Debt reduction: the High Council of Public Finance criticizes an “unambitious” trajectory

by time news

For the government, this blow hurts. On the eve of the presentation of the 2023 draft budget, the High Council of Public Finances (HCFP) considers the State’s objectives to reduce the public deficit by 2027 “unambitious”.

The trajectory by which the government intends to reduce this deficit from 5% of GDP to 2.9% over the duration of the five-year term is also considered “particularly fragile” by the HCFP, which considers its assumptions “on economic growth, on the control of public expenditure and on the increase in compulsory levies”.

Reforms with “overestimated” impact

According to the High Council, an independent body attached to the Court of Auditors, the government has “overestimated” the impact of all the reforms it plans to implement, namely pensions, unemployment insurance , active solidarity income (RSA) and apprenticeship, “particularly in the first years of programming”.

He specifies that for all these reforms, “neither the methods, nor the impacts, nor the timetable are documented”. For pensions in particular, “the resulting savings would in any case be limited to the horizon of the programming period”.

The pension reform is not contained in the social security financing bill.

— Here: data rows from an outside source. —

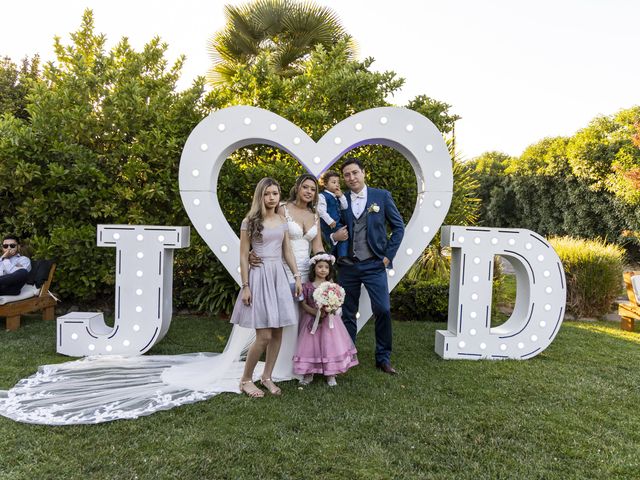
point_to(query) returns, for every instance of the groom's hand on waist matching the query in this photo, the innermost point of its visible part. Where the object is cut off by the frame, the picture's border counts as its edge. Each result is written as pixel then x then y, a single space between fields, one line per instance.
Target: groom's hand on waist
pixel 254 260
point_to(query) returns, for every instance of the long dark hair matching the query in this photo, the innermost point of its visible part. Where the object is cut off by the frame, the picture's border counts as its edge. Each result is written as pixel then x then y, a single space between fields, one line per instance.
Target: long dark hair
pixel 293 194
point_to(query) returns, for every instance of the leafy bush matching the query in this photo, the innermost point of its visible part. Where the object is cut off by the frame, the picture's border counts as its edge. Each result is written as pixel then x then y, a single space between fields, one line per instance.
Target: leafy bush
pixel 421 300
pixel 594 274
pixel 102 135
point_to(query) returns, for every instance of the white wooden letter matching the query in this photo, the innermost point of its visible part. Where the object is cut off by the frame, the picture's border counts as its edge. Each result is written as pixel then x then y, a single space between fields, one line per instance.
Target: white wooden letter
pixel 540 297
pixel 144 283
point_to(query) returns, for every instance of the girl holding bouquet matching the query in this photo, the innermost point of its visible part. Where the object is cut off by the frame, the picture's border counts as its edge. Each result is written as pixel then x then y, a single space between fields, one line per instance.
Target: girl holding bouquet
pixel 265 301
pixel 324 345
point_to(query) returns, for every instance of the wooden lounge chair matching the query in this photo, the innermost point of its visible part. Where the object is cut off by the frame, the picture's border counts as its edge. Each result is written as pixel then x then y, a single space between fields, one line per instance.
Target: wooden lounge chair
pixel 41 277
pixel 629 311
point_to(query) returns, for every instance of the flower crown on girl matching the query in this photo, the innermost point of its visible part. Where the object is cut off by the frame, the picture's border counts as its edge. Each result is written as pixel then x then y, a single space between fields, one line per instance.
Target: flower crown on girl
pixel 322 256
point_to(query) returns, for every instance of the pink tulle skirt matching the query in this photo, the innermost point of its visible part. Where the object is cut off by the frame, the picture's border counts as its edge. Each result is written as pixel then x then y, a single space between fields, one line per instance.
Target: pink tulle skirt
pixel 329 351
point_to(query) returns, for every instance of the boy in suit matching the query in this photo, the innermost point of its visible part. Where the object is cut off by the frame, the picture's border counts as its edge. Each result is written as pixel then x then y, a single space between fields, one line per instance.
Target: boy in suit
pixel 331 202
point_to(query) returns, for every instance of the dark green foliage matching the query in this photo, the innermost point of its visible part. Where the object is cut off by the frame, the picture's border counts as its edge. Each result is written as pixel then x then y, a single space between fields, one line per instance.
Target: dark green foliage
pixel 585 186
pixel 594 273
pixel 101 145
pixel 15 83
pixel 420 300
pixel 104 132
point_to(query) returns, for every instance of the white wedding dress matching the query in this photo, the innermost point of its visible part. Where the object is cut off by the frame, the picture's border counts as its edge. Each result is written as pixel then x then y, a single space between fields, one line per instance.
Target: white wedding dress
pixel 104 388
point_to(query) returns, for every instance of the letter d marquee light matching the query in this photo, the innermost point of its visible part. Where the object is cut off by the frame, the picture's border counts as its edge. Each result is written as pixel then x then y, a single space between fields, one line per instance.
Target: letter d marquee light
pixel 540 296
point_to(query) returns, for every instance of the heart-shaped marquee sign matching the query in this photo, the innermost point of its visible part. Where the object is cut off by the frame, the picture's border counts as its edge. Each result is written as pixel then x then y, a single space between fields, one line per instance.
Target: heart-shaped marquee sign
pixel 227 130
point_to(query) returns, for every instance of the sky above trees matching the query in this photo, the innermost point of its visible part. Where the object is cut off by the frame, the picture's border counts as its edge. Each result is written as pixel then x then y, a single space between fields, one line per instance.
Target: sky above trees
pixel 514 71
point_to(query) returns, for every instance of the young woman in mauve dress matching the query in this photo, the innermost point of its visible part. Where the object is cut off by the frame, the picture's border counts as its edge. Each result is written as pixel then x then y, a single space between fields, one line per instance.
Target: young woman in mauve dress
pixel 265 302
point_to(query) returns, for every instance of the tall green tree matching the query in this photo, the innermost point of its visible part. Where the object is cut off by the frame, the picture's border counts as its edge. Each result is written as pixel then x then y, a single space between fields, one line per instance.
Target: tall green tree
pixel 285 30
pixel 101 144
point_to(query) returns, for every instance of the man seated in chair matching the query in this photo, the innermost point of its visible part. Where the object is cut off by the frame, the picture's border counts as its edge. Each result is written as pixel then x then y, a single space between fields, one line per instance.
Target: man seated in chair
pixel 14 268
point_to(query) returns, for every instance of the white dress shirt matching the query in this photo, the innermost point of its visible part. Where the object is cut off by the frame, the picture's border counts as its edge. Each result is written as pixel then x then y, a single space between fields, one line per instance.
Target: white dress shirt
pixel 10 265
pixel 359 202
pixel 322 207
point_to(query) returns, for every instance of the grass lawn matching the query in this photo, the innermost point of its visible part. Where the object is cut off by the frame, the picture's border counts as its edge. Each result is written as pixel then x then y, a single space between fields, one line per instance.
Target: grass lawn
pixel 571 412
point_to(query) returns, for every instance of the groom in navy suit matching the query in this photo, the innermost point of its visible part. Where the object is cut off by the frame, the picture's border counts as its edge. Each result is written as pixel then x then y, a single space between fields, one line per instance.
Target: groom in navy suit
pixel 371 251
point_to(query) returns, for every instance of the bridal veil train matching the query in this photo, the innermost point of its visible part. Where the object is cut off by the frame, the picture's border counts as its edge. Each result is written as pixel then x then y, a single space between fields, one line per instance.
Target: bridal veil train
pixel 104 388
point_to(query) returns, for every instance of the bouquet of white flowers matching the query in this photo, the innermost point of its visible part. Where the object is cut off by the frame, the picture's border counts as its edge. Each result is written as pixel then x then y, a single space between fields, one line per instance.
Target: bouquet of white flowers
pixel 329 297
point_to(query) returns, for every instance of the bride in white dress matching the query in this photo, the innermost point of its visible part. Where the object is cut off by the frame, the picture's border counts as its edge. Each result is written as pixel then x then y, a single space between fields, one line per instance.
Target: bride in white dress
pixel 104 388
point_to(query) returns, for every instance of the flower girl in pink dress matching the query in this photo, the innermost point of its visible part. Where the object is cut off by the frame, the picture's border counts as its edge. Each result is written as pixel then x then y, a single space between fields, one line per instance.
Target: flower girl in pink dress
pixel 329 350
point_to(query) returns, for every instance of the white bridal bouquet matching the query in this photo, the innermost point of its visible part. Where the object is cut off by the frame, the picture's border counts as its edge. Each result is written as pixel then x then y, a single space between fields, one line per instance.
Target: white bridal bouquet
pixel 329 297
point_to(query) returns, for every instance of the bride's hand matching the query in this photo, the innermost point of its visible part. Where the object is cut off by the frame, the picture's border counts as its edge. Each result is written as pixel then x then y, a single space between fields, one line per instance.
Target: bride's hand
pixel 246 296
pixel 341 234
pixel 254 259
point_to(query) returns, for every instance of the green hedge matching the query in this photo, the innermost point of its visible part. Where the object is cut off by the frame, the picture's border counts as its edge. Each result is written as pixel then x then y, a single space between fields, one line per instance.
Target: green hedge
pixel 594 274
pixel 421 300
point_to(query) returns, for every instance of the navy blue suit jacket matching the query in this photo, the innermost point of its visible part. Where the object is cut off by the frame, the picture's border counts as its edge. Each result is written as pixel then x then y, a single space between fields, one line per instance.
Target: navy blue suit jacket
pixel 381 245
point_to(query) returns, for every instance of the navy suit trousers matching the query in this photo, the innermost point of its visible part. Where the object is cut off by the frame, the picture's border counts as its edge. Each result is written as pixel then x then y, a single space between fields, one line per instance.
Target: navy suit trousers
pixel 373 275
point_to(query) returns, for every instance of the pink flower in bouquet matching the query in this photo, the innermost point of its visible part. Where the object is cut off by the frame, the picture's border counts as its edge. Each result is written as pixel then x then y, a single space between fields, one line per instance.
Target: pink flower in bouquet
pixel 328 297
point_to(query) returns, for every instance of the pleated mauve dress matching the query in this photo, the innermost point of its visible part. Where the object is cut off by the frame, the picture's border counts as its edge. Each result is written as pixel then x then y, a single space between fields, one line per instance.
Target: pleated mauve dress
pixel 272 303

The reform could be initiated by way of amendment during the parliamentary debate, or by a dedicated text, said Sunday the Minister for Relations with Parliament, Franck Riester.

This text provides for a sharp decline in Social Security deficit next year, to 6.8 billion euros, against 17.8 billion in 2022.

According to the High Council, the public finance programming bill for the five-year term, which the government is due to present on Monday at the same time as its budget for the year 2023, “does not include a rapid return to the objective of balance in public finances, to which France is committed” at European level.

France’s debt higher than GDP

France is now one of the seven countries in the euro zone whose public debt is higher than gross domestic product, while it is less than 80% of GDP for eleven of them, notes the HCFP.

In its separate opinion for 2023 alone, the HCFP considers the government’s 1% growth forecast “a little high”. Public spending should fall by 1.1% once inflation is deducted, but “the deficit could ultimately be larger than expected due to the underestimation of certain expenditures”.

Finally, the public deficit forecast of 5% of GDP next year “is marked by the great uncertainty surrounding macroeconomic developments, in particular energy prices”.